Less than two days after announcing that Manning would join the school and facing subsequent backlash, Dean Douglas Elmendorf released a statement saying he took responsibility for the invitation, which he realized was viewed by many as an "honorific" of sorts.
"We did not intend to honor her in any way or to endorse any of her words or deeds, as we do not honor or endorse any Fellow," he wrote. "However, I now think that designating Chelsea Manning as a Visiting Fellow was a mistake, for which I accept responsibility."
"Therefore, we are withdrawing the invitation to her to serve as a Visiting Fellow—and the perceived honor that it implies to some people—while maintaining the invitation for her to spend a day at the Kennedy School and speak in the Forum," he added. "I apologize to her and to the many concerned people from whom I have heard today for not recognizing upfront the full implications of our original invitation."
Statement from Dean Elmendorf regarding the invitation to Chelsea Manning to be a Visiting Fellow https://t.co/nB1V05YmGt
— Harvard Kennedy School (@Kennedy_School) September 15, 2017
He wrote that engaging with people others may find abhorrent can help Harvard-goers become better public leaders, but he acknowledged the "title of Visiting Fellow implies a certain recognition."
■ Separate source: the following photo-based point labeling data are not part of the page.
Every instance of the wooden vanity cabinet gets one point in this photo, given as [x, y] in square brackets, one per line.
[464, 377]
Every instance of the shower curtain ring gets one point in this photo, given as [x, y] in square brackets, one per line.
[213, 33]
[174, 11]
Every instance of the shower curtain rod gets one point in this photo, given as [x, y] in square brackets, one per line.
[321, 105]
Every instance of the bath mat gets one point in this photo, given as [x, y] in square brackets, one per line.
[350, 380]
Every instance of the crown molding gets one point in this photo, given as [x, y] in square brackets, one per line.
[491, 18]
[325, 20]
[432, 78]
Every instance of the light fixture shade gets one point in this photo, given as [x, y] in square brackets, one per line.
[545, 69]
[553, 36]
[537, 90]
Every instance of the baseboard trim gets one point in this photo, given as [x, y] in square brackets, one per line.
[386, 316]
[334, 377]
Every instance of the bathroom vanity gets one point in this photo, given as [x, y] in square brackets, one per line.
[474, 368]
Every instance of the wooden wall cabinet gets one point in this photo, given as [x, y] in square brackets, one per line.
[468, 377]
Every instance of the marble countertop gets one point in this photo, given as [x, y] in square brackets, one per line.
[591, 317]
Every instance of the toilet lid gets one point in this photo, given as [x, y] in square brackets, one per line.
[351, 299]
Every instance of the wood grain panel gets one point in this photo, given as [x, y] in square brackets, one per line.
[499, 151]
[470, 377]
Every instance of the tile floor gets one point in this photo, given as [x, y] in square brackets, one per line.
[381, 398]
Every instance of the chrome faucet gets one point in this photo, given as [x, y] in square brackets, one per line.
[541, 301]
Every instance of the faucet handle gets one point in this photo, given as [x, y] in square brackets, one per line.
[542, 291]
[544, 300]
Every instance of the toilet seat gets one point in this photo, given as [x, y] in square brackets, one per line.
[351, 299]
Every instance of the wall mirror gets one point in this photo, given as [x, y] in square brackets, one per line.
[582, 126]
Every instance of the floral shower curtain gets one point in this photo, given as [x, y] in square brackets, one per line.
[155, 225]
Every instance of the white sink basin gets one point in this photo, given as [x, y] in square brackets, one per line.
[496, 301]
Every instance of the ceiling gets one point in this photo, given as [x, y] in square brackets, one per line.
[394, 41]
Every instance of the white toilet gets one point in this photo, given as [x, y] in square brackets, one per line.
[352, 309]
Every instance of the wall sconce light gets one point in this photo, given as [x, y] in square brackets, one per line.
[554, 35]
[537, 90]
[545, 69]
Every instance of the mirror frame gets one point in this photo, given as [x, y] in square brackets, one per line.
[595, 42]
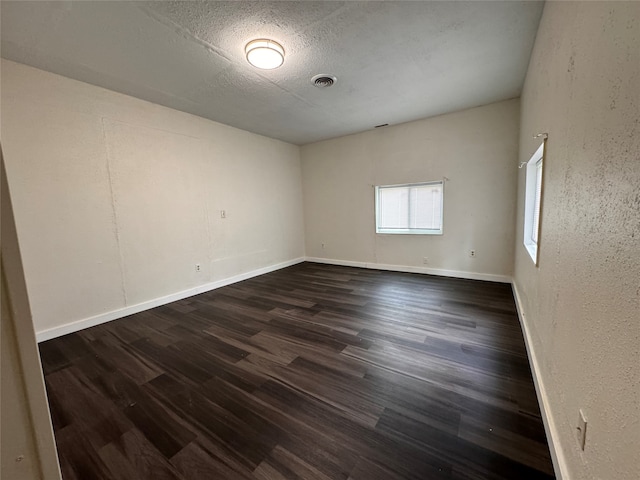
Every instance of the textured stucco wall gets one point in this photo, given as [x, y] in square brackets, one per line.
[116, 199]
[476, 149]
[582, 305]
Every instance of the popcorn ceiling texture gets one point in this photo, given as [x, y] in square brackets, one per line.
[582, 305]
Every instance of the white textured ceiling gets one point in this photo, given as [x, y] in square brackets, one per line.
[395, 61]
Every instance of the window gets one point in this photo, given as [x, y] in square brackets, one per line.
[410, 209]
[533, 201]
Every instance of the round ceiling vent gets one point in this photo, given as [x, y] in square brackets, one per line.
[323, 80]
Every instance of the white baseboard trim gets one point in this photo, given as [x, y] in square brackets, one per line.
[72, 327]
[408, 269]
[551, 429]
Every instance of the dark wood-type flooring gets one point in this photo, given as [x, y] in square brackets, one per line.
[311, 372]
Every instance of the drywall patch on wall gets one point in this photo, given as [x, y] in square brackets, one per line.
[117, 200]
[582, 304]
[476, 150]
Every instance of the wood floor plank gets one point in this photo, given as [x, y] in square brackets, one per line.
[313, 372]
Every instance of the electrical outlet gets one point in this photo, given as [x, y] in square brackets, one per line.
[581, 432]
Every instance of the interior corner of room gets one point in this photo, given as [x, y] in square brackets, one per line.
[122, 205]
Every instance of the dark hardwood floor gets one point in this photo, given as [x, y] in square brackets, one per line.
[312, 372]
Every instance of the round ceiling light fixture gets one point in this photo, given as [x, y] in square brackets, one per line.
[323, 80]
[264, 53]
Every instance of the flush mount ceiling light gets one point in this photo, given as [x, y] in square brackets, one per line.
[264, 53]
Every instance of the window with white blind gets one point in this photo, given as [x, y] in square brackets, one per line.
[533, 203]
[410, 209]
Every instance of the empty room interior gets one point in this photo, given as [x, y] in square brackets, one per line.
[320, 240]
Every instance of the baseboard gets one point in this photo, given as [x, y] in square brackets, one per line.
[408, 269]
[48, 334]
[551, 429]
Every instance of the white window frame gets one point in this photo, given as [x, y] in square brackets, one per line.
[410, 231]
[533, 203]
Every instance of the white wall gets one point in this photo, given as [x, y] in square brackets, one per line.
[582, 305]
[117, 199]
[27, 449]
[476, 149]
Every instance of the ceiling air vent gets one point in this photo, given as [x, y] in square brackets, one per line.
[323, 80]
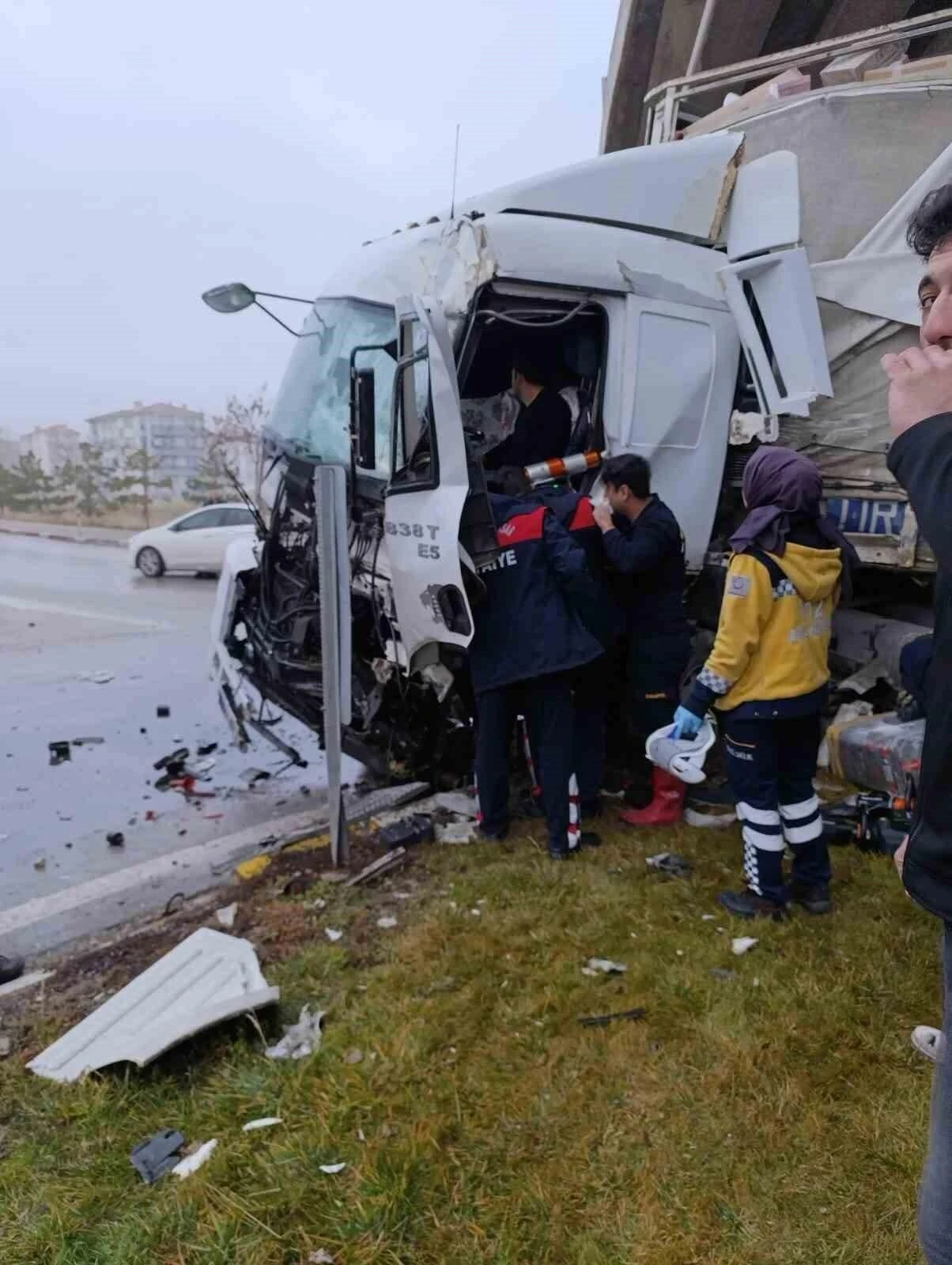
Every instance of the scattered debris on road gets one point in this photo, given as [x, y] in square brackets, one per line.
[638, 1012]
[225, 916]
[31, 980]
[300, 1039]
[457, 802]
[415, 829]
[157, 1155]
[265, 1123]
[193, 1163]
[671, 864]
[206, 978]
[603, 967]
[456, 833]
[98, 678]
[381, 866]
Harvard's invitation of Manning, who was released from military prison this year after serving seven years for leaking classified military documents to WikiLeaks, had prompted swift criticism. Former acting CIA Director Michael Morell resigned his non-resident Senior Fellow position in protest, and current CIA Director Mike Pompeo canceled an appearance at the Kennedy School, calling Manning an "American traitor."
The school promoted her as its "first Transgender fellow" in its initial announcement of its new Fellows, describing her as a "Washington D.C.-based network security expert and former U.S. Army intelligence analyst," as well as a whistleblower.
Manning's 35-year sentence for what has been described as one of the most serious leaks of military information in U.S. history was commuted by President Barack Obama shortly before he left office. Originally PFC Bradley Manning, she transitioned to a woman while in prison and has twice attempted suicide.
She responded to the rescinded invitation on Twitter, writing the "CIA determines what is and is not taught at Harvard." She also criticized the school for inviting former White House press secretary Sean Spicer and Donald Trump campaign manager Corey Lewandowski.
Manning often fills her tweets with emojis and the hashtag #WeGotThis.